Rabelais n’en a pas donné une semblable ; mais on voit en le lisant à quel point il était pénétré de Villon. Il avait formé son génie dans un milieu semblable à celui où avait vécu et pour lequel avait écrit le poète parisien. Il y avait recueilli des anecdotes, d’ailleurs suspectes, sur le héros des Repues franches, auquel il a certainement songé en dessinant ce Panurge qui « allait du pied comme un chat maigre », et qui, ayant tant de manières de se procurer de l’argent, en avait tant de le dépenser, sans compter « la réparation de dessous le nez ». Il cite des vers de Villon à maintes reprises, et on peut être sûr qu’il le savait par cœur.
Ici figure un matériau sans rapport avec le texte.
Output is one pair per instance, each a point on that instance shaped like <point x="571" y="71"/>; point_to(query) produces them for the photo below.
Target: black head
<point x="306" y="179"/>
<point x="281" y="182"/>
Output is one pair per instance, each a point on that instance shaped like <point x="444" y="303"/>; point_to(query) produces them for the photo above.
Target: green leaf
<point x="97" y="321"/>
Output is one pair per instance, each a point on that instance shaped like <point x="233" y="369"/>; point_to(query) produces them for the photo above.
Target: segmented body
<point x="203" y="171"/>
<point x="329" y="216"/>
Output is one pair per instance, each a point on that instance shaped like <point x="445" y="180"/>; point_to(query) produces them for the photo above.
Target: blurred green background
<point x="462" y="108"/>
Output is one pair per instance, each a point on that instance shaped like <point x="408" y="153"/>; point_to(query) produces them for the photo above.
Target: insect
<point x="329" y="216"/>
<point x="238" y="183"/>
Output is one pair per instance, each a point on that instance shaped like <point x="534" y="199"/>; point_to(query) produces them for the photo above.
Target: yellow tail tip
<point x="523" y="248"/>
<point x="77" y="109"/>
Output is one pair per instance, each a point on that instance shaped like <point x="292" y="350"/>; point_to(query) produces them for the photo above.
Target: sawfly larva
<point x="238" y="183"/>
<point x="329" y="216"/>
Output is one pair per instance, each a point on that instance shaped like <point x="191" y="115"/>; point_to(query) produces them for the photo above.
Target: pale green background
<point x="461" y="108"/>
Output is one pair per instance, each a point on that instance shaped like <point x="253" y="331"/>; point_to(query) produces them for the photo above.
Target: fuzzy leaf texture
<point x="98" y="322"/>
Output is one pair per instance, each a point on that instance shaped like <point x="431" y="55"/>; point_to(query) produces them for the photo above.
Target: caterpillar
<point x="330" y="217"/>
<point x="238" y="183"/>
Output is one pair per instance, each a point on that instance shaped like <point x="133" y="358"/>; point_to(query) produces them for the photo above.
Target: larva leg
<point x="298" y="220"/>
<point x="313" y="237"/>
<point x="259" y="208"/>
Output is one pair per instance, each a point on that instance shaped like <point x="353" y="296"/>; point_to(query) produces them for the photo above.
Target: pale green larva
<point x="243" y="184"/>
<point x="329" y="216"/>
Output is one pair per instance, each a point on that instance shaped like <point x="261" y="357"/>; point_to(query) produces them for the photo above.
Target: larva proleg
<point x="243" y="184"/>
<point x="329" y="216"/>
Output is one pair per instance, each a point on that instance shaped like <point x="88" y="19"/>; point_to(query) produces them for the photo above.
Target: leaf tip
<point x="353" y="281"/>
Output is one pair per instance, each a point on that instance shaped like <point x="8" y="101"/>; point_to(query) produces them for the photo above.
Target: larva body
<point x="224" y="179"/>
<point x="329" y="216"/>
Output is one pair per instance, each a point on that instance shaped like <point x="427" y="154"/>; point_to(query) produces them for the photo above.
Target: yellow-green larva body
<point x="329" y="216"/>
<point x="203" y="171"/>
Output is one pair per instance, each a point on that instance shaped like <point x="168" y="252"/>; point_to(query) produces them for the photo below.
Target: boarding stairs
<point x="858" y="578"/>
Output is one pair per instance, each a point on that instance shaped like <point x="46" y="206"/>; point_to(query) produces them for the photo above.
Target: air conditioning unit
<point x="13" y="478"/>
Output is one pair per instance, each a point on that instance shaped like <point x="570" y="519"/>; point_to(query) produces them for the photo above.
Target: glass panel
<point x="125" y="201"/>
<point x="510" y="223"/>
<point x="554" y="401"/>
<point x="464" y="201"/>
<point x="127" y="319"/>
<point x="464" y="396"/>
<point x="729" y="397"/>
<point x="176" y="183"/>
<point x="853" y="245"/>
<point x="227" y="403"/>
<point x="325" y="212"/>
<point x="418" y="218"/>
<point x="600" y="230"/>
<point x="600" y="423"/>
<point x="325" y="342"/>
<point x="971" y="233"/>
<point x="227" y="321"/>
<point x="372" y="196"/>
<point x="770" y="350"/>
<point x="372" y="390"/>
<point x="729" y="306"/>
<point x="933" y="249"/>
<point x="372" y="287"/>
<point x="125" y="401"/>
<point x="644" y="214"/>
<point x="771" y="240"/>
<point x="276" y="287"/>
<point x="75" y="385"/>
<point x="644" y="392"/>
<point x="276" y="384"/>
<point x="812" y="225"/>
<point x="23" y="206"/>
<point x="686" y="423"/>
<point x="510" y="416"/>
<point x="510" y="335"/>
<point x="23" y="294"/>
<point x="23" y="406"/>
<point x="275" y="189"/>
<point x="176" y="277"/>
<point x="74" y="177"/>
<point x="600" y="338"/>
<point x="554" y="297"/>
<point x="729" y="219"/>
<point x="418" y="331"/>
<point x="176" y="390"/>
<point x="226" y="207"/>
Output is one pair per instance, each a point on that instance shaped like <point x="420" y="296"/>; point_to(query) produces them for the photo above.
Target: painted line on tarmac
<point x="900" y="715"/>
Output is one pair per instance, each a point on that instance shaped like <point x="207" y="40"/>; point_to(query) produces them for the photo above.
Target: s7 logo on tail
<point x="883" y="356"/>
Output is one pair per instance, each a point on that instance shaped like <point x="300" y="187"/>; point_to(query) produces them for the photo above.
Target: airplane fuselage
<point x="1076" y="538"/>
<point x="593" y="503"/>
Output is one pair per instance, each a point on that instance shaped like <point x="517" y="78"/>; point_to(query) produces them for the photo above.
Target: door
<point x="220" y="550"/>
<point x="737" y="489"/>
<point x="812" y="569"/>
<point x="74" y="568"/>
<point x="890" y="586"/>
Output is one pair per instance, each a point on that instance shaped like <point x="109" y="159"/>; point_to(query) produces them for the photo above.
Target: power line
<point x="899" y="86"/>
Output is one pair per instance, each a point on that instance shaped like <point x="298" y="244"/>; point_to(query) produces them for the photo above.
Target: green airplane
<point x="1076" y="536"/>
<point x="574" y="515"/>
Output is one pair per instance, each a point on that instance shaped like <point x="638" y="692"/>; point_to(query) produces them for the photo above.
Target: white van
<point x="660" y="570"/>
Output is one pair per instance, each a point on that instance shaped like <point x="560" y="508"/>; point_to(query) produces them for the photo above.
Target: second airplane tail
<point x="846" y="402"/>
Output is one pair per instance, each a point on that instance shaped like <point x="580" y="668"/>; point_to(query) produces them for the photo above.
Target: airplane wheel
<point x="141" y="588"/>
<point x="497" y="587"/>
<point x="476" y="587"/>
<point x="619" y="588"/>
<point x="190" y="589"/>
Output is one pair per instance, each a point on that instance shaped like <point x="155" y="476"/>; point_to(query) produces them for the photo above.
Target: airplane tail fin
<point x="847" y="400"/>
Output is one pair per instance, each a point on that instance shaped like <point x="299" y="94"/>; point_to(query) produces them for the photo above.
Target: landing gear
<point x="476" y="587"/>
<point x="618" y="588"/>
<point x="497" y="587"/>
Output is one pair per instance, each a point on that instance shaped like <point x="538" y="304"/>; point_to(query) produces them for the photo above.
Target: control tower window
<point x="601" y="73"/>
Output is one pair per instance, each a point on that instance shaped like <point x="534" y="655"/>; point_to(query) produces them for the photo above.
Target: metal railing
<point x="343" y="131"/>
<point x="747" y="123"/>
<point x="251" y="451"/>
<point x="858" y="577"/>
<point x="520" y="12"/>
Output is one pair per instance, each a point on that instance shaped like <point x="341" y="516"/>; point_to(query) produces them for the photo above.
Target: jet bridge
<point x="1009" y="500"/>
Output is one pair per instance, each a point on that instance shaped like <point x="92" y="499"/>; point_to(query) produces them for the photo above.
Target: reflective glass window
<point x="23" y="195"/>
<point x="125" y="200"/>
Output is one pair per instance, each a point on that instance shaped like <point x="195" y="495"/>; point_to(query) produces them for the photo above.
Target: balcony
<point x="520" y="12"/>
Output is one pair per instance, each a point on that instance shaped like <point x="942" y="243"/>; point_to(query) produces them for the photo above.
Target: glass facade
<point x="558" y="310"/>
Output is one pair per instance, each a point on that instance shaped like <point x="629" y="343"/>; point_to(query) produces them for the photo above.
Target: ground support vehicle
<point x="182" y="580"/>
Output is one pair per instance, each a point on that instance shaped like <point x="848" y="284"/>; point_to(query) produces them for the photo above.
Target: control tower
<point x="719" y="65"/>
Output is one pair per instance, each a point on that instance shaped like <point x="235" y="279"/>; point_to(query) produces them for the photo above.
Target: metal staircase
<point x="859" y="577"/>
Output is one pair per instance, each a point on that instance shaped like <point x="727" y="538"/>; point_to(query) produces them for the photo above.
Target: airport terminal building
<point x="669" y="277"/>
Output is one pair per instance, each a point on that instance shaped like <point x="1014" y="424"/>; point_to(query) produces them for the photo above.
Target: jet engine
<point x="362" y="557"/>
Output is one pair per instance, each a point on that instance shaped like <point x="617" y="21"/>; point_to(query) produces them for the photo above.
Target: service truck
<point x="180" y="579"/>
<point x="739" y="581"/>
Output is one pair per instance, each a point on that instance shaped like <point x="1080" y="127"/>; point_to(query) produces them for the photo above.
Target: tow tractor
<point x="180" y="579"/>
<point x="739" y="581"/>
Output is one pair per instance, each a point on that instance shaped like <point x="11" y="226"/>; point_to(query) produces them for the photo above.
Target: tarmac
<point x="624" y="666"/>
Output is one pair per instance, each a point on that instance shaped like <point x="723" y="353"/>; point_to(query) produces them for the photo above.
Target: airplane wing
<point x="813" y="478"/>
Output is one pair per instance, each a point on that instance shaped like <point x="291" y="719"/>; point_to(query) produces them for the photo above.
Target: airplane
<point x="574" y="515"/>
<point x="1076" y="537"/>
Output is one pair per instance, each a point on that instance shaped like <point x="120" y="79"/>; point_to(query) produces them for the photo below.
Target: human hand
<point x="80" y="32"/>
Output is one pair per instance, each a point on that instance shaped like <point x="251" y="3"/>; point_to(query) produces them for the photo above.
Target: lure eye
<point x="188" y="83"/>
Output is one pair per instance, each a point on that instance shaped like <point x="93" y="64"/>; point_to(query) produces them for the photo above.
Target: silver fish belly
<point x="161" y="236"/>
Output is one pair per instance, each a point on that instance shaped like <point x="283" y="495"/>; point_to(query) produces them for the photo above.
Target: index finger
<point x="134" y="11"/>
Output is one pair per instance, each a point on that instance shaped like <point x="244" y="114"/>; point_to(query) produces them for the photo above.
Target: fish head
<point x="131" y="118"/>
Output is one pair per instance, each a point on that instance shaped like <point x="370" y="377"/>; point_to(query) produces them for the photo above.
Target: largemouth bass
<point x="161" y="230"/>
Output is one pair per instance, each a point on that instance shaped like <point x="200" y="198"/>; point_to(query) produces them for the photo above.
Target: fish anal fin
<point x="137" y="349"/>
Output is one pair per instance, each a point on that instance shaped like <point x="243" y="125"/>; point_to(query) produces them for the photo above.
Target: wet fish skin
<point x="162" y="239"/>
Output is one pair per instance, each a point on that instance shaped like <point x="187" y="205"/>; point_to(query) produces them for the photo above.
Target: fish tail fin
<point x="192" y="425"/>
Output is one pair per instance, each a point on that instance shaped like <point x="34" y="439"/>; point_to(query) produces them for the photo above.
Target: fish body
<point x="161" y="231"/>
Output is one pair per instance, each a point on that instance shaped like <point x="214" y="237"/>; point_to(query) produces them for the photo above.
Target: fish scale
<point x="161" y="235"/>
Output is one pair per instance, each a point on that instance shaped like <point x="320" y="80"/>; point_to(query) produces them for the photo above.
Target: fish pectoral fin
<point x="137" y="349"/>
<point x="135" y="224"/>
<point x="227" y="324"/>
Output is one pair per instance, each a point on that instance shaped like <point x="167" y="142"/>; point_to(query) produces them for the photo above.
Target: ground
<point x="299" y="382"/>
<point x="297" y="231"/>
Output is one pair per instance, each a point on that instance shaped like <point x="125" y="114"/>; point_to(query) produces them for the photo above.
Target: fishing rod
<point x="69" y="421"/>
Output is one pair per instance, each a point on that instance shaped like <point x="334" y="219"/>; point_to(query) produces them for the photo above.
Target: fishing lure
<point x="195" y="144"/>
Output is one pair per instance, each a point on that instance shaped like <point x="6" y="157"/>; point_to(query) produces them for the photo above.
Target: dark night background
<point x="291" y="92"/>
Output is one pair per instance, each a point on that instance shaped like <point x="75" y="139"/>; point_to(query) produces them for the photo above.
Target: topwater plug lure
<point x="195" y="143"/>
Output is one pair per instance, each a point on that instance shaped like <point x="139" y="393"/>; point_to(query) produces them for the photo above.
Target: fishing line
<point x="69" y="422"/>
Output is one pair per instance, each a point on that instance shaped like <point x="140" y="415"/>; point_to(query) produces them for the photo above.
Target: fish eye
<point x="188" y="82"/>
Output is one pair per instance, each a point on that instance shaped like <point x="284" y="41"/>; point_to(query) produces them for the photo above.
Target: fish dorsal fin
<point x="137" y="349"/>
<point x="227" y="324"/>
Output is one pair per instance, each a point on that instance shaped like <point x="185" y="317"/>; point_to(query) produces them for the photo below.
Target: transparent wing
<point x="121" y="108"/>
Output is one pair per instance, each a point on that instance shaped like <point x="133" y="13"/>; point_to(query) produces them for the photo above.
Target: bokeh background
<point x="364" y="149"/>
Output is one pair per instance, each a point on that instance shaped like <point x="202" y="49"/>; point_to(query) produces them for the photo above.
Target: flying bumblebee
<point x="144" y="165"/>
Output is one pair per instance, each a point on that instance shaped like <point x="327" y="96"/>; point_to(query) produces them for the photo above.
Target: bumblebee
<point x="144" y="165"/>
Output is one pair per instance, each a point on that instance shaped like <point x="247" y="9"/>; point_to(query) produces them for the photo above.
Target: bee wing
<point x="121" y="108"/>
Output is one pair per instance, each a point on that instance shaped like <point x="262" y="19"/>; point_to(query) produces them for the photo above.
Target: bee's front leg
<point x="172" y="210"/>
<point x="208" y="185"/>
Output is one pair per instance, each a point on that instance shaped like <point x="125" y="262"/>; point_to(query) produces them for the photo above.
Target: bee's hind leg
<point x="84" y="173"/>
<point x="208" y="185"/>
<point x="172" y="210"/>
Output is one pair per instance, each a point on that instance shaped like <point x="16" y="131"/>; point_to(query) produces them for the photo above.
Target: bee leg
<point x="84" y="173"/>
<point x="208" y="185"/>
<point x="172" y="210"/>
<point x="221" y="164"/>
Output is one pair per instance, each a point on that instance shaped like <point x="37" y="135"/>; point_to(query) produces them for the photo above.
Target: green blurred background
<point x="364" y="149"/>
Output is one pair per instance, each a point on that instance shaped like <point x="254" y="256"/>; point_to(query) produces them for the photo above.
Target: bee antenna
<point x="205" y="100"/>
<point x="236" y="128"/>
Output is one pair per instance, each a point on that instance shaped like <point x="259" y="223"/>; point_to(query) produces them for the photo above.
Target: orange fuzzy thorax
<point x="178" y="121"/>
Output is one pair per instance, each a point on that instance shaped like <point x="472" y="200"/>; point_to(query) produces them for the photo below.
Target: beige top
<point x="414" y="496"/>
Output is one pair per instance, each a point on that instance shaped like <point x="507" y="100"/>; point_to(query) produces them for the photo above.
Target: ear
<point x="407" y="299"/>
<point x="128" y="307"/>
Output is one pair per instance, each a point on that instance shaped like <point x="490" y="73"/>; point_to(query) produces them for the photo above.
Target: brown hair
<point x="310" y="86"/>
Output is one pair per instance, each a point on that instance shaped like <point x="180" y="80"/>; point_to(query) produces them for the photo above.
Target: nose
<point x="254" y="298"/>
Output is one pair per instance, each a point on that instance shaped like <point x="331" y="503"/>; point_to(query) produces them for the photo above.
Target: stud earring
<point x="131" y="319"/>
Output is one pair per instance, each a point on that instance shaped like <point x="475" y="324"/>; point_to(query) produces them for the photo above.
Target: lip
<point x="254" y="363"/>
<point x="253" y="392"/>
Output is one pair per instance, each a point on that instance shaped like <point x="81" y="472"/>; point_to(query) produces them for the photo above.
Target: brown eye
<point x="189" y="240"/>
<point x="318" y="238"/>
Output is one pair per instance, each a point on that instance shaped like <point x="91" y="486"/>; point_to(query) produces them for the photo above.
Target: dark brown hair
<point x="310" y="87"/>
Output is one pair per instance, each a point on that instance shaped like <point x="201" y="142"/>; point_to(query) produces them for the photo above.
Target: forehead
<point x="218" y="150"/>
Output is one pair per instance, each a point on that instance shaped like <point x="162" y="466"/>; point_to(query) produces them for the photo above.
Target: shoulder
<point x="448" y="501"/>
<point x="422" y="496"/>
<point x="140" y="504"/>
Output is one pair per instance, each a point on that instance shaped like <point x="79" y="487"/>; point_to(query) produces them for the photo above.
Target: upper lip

Rabelais, malgré la grande part que l’humanisme a dans son œuvre, appartient encore par bien des côtés au moyen âge, et Marot s’y rattache de plus près encore. Avec l’avènement de la Pléiade, une rupture complète se fait : en un moment Villon a reculé dans un lointain où il disparaît. On a vu plus haut — trait vraiment significatif — que les éditions s’arrêtent brusquement en 1542. Les érudits de l’école s’intéressent encore à l’œuvre de Villon comme à une antiquité ; mais s’ils le jugent, c’est en général avec peu d’estime : Pasquier, tout en reconnaissant qu’il avait « un assez bel esprit », déclare gravement que son savoir « ne gisait qu’en apparence », et Du Verdier ne cache pas le souverain mépris qu’il lui inspire : « Je m’émerveille, dit-il, comme Marot a osé louer un si goffe ouvrier et ouvrage, et faire cas de ce qui ne vaut rien : quant à moi, je n’y ai trouvé chose qui vaille. » Ce n’était certainement pas l’avis de Mathurin Régnier ni de quelques autres ; mais ils n’ont pas exprimé leur sentiment. Le bon Fauchet seul n’a pas craint de dire qu’il aimait Villon, et que c’était « un de nos meilleurs poètes satyriques ».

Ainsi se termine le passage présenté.